In India it’s known as the dance of democracy.
After many months of bitter and acrimonious campaigning and in spite of some missed beats on the day, the general election here finally got into full swing on Thursday, with an estimated 93 million people casting their votes across 20 states and union territories.
That’s more people than the entire population of the UK, plus a third. And this was only phase one - in the coming six weeks, up to 760 million more Indian voters will have their say in what has been billed as one of the most important elections in decades.
It is very early days yet, but already both the ruling Bharatiya Janata Party (BJP) of Narendra Modi and the main opposition Congress party of Rahul Gandhi are claiming to be off to a winning start. Modi took a leaf out of the Trump playbook by boasting about his crowd sizes in southern Assam, while Gandhi took a dig at the prime minister for thinking he’s “bigger than the people of India”.
If this first day of voting can tell us one thing about the way this election is going to go, it is that India’s increasingly toxic political landscape, both in the form of social media bickering and real-world violence, is not going to stop people going to the polls.
Turnout was estimated to be around 66 per cent – roughly the same as the average for the 2014 vote, which Modi’s BJP won by a stunning landslide, and about on par for most elections in recent years.
Within that national figure there were huge discrepancies. In the fiercely contested West Bengal and Andhra Pradesh, turnouts were reported at 81 per cent and 73 per cent respectively. While in Baramulla in the Kashmir valley, where militants and separatists called for a boycott, it was just 32.29 per cent.
That’s actually still not terrible for a region that remains so turbulent it was decided unsafe to hold local assembly elections there: a system of governor’s rule is to be maintained instead. Pictures showed queues at Kashmiri polling booths, with voters telling reporters they wanted to make their voices heard.

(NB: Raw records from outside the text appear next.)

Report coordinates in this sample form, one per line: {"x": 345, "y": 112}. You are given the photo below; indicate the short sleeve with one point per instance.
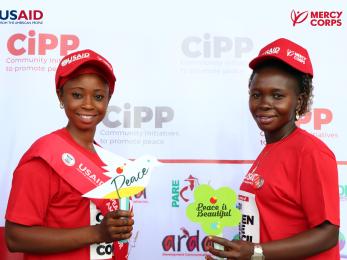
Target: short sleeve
{"x": 30, "y": 193}
{"x": 319, "y": 188}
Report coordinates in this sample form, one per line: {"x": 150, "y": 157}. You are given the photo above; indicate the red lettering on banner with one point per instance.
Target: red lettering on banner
{"x": 321, "y": 116}
{"x": 17, "y": 44}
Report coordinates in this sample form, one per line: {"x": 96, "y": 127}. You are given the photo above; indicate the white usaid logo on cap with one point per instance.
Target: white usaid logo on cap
{"x": 75, "y": 58}
{"x": 68, "y": 159}
{"x": 296, "y": 56}
{"x": 274, "y": 50}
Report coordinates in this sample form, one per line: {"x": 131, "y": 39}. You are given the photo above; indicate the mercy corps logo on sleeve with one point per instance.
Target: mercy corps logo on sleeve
{"x": 21, "y": 17}
{"x": 317, "y": 18}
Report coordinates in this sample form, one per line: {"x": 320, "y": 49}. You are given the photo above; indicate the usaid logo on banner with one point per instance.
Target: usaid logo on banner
{"x": 21, "y": 16}
{"x": 68, "y": 159}
{"x": 317, "y": 18}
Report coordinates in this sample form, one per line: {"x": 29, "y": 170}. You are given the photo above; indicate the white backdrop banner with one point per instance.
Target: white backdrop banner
{"x": 181, "y": 93}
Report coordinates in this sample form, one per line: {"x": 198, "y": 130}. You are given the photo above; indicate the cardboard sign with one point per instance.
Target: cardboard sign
{"x": 127, "y": 177}
{"x": 214, "y": 209}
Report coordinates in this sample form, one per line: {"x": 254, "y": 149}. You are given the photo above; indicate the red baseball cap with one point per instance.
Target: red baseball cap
{"x": 71, "y": 62}
{"x": 286, "y": 51}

They turned out in spite of a real threat of violence. A 15-year-old boy was killed by pellet guns fired by the security forces during a protest after voting concluded in Handwara, in the northern part of the valley, hospital officials said.

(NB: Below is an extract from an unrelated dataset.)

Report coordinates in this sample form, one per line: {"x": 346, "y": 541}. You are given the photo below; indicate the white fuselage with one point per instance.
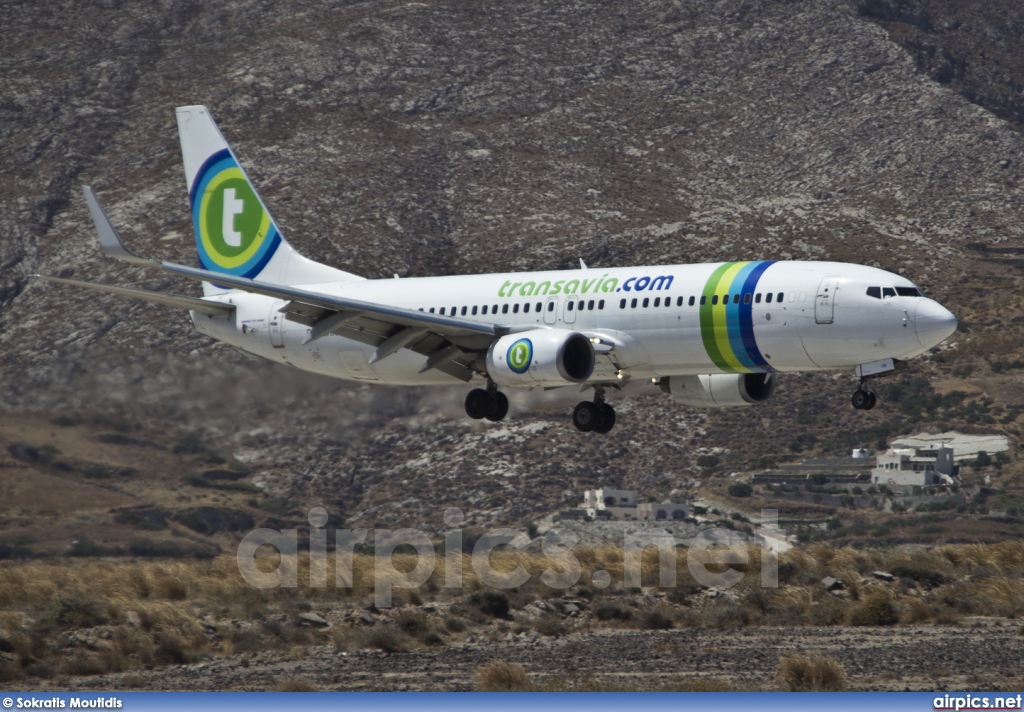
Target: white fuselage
{"x": 820, "y": 316}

Despite this, the atmosphere was described as “largely peaceful”, an improvement for sure on 2014, and in Jammu – the only other seat in the state polling in phase 1 – turnout was up at 72 per cent.

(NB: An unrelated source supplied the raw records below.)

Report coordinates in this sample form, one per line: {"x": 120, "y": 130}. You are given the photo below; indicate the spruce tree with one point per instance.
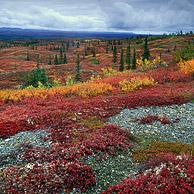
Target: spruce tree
{"x": 78, "y": 69}
{"x": 61, "y": 56}
{"x": 94, "y": 52}
{"x": 146, "y": 53}
{"x": 27, "y": 56}
{"x": 65, "y": 59}
{"x": 37, "y": 60}
{"x": 107, "y": 48}
{"x": 114, "y": 54}
{"x": 50, "y": 60}
{"x": 121, "y": 67}
{"x": 56, "y": 62}
{"x": 134, "y": 59}
{"x": 128, "y": 57}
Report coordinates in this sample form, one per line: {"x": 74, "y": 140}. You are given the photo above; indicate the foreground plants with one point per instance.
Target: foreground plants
{"x": 169, "y": 174}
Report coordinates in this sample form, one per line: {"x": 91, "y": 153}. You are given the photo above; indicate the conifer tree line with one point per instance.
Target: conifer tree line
{"x": 58, "y": 59}
{"x": 131, "y": 56}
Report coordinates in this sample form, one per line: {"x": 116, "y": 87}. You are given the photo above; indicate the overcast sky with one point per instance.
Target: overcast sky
{"x": 99, "y": 15}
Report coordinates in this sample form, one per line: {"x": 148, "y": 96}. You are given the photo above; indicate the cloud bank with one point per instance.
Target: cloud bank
{"x": 99, "y": 15}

The biggest disturbances actually came in southern Andhra Pradesh, where the two big national parties hardly get a look-in and control of the state is fiercely contested between the regional Telugu Desam Party and its main opposition YSR Congress.
Two political activists, one for each party, were killed in clashes outside a polling booth in the village of Veerapuram, and at least two others were injured.
It was also from this state that the most complaints were received regarding the malfunctioning of electronic voting machines (EVMs). The state’s chief minister, N Chandrababu Naidu, went as far as to accuse the Election Commission of “atrocities” and said he would march on the Supreme Court, demanding a return to the use of paper ballots.
The Commission admitted there were some faults with EVMs but said it affected less than 0.5 per cent of machines. And in spite of the disparate reports of violence, it heralded what it called a relatively “smooth” start to proceedings.
“We thank the voters for coming out to vote in significant numbers. We would also like to thank the state machinery, security forces and nodal officers in various states for their support to ensure smooth polling,” said deputy election commissioner Umesh Sinha.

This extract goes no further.